6. Analysis of Stability and Performance of Telesurgical Systems
Telerobotic surgical systems, although researched quite extensively, still have stability and performance issues. This is mainly because little consideration has been given to the effect of hardware or environment characteristics as well as practical surgical constraints in previous stability and performance analyses. This work focuses on the stability aspect in greater depth by considering the effect of surgical soft-tissue environments and the damping of the master device and hence, employs passivity approach which relates the haptic device damping with the environment characteristics. There have been a few models proposed to describe the visco-elastic behavior of soft tissues, including the popular Maxwell and Voigt models. Choosing a best soft-tissue model is still unresolved. This research provides passivity analysis of teleoperation of soft tissues, based on the Kelvin model that can overcome the disadvantages of the Maxwell or Voigt models. The passivity analysis results in new criterion for design of the haptic interface as well as the control. The effect of discretization method on the passivity criteria is also discussed. Simulation results show that this newly developed criterion increases the domain of environments that can be passively interacted by the haptic master.
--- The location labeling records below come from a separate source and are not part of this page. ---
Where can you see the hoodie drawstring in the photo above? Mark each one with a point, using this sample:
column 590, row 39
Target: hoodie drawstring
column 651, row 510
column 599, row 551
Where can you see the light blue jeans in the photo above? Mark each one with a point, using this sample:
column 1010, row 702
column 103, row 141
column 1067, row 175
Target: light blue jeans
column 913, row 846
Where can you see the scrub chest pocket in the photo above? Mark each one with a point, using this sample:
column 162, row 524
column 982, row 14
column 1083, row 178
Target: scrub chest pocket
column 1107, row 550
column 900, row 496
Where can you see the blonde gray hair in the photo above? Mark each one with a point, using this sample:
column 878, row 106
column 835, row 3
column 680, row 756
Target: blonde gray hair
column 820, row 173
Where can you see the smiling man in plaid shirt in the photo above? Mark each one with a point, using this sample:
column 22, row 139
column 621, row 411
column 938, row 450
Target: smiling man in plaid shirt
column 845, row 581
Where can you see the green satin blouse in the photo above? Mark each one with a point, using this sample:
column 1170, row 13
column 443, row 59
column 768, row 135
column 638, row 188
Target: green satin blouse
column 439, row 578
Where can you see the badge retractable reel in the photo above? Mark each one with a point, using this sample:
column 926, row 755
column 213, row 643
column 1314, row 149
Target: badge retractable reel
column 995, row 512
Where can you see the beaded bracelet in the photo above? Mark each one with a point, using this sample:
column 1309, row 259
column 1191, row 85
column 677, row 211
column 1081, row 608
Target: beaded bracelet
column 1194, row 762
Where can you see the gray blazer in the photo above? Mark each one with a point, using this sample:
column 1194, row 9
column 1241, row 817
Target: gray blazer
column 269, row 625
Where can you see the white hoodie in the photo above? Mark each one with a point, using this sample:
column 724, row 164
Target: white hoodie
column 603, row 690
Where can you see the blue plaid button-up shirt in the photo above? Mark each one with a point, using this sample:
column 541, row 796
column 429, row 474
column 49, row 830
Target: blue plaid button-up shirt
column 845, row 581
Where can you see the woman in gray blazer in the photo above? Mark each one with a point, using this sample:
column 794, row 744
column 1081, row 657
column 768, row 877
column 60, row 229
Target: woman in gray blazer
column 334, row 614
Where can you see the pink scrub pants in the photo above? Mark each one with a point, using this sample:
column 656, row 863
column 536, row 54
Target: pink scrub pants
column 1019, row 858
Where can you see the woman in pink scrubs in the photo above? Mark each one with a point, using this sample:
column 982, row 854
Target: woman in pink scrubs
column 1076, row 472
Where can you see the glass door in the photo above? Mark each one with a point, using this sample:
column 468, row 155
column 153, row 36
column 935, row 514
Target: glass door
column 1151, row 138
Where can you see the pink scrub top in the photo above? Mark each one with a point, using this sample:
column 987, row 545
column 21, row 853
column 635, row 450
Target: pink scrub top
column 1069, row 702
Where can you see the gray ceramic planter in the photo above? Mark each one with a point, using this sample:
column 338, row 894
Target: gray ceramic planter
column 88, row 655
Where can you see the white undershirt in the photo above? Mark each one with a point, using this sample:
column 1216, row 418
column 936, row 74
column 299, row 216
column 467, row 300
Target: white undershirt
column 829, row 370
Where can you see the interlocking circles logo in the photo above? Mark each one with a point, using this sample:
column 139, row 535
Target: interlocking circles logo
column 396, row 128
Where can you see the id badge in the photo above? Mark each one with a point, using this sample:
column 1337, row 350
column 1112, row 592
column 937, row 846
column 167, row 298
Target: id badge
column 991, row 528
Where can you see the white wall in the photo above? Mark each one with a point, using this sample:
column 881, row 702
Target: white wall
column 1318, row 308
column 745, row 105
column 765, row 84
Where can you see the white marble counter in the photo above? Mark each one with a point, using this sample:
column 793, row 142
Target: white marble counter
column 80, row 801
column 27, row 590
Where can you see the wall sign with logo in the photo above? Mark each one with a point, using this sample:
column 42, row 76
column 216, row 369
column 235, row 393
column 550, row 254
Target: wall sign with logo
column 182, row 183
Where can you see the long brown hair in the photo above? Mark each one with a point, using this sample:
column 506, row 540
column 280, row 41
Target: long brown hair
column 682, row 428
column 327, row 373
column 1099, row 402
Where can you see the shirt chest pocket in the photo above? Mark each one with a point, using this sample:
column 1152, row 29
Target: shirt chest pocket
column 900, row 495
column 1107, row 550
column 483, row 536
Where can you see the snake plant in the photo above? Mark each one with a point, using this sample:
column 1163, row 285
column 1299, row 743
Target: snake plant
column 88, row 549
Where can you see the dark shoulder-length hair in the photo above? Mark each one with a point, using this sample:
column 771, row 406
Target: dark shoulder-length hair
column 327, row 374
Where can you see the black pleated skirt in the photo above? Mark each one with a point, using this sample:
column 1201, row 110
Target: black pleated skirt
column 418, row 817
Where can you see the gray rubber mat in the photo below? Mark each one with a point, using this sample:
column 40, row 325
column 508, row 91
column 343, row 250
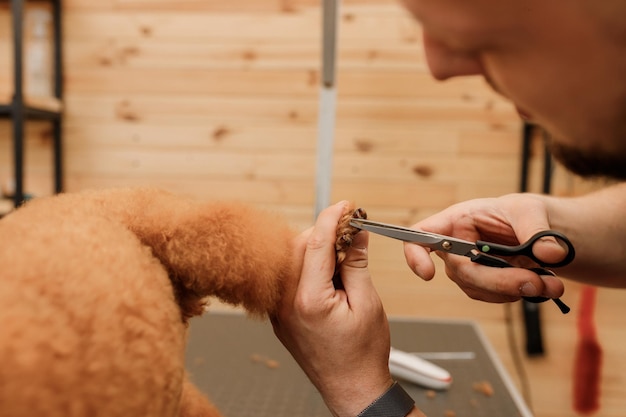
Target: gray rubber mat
column 245, row 370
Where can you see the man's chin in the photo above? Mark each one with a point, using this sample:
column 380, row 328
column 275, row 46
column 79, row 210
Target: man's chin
column 590, row 164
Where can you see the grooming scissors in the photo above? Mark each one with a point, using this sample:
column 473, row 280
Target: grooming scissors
column 481, row 252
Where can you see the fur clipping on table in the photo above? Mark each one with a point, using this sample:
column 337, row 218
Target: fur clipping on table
column 345, row 236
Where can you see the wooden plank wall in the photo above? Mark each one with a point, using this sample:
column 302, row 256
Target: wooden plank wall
column 219, row 100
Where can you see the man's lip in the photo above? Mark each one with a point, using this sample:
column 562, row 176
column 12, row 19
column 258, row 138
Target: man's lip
column 523, row 113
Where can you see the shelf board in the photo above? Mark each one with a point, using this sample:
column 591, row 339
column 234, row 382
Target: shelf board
column 6, row 206
column 35, row 106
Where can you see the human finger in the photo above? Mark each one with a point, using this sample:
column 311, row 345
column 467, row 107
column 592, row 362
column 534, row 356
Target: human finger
column 319, row 258
column 355, row 276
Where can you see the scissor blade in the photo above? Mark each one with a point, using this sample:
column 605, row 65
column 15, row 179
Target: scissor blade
column 427, row 239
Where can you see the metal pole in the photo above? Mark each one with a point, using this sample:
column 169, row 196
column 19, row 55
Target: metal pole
column 327, row 106
column 17, row 106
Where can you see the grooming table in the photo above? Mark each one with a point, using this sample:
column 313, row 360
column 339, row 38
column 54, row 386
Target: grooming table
column 245, row 371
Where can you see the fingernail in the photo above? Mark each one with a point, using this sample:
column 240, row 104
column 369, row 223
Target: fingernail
column 528, row 290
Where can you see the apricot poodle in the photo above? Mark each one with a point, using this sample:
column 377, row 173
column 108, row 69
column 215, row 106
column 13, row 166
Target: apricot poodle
column 96, row 289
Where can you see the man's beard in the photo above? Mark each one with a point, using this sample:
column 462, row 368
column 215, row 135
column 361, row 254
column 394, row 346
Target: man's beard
column 590, row 164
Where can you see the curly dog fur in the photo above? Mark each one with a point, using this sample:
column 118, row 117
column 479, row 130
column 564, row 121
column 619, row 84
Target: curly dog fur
column 97, row 287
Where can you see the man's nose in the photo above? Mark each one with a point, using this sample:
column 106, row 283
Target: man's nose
column 446, row 63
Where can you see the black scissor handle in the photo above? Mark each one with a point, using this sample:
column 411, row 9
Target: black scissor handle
column 526, row 248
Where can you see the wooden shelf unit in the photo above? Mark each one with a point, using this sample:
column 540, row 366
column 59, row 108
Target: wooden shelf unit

This newly developed criterion is, therefore, a less conservative criteria than that developed based on the popular Voigt environment model, which signifies that less device damping is required to maintain the passivity of the teleoperation system which would in turn increase its performance.
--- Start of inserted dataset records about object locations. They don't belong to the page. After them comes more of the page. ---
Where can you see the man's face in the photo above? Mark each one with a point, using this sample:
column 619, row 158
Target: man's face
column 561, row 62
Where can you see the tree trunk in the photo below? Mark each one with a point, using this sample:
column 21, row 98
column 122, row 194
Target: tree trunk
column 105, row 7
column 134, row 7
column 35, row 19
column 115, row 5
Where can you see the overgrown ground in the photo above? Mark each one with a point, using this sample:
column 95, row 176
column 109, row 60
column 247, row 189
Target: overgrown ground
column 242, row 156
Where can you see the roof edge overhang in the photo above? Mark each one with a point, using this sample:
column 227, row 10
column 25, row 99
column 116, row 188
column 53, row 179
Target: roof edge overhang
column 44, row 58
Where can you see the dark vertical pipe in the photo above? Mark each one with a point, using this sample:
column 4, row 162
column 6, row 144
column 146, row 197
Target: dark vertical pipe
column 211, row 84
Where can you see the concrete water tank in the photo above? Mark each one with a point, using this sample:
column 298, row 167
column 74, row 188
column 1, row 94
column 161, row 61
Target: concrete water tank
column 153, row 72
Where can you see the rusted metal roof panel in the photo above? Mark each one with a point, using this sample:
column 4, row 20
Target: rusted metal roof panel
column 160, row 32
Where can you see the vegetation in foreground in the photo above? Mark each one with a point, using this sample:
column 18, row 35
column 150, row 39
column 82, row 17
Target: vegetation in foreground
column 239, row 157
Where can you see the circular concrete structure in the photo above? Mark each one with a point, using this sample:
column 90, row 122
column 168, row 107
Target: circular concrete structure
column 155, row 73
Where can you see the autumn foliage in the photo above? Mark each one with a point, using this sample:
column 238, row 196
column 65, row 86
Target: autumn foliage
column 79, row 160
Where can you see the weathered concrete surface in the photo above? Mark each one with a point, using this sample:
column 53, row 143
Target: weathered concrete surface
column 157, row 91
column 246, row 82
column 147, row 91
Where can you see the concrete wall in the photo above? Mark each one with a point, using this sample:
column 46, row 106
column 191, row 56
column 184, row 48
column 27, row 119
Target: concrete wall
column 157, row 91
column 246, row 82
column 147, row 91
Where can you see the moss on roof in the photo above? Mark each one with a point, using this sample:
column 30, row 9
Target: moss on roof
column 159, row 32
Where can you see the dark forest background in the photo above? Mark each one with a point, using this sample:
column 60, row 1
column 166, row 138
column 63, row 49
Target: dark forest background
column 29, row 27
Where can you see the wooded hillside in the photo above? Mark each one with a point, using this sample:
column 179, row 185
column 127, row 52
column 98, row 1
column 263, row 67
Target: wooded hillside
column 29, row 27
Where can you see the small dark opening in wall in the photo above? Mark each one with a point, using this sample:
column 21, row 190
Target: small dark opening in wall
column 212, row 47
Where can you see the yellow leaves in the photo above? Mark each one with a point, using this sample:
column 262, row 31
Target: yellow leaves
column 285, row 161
Another important issue in the performance of telesurgical systems is the practical constraint of force feedback because it is difficult to use force sensors in surgical environments. This is because of the inherent noise, and limitations in the sensor-deployable place and space. A scheme to replace the direct use of force sensors in the slave side may alleviate this problem. This work, hence, develops a method for environment force estimation using the concept of disturbance observer. Simulation results show efficacy of the proposed method. The slave device successfully tracks the position of the master device, and the estimation error quickly becomes negligible. The experimental results validate the theory and simulation outcome.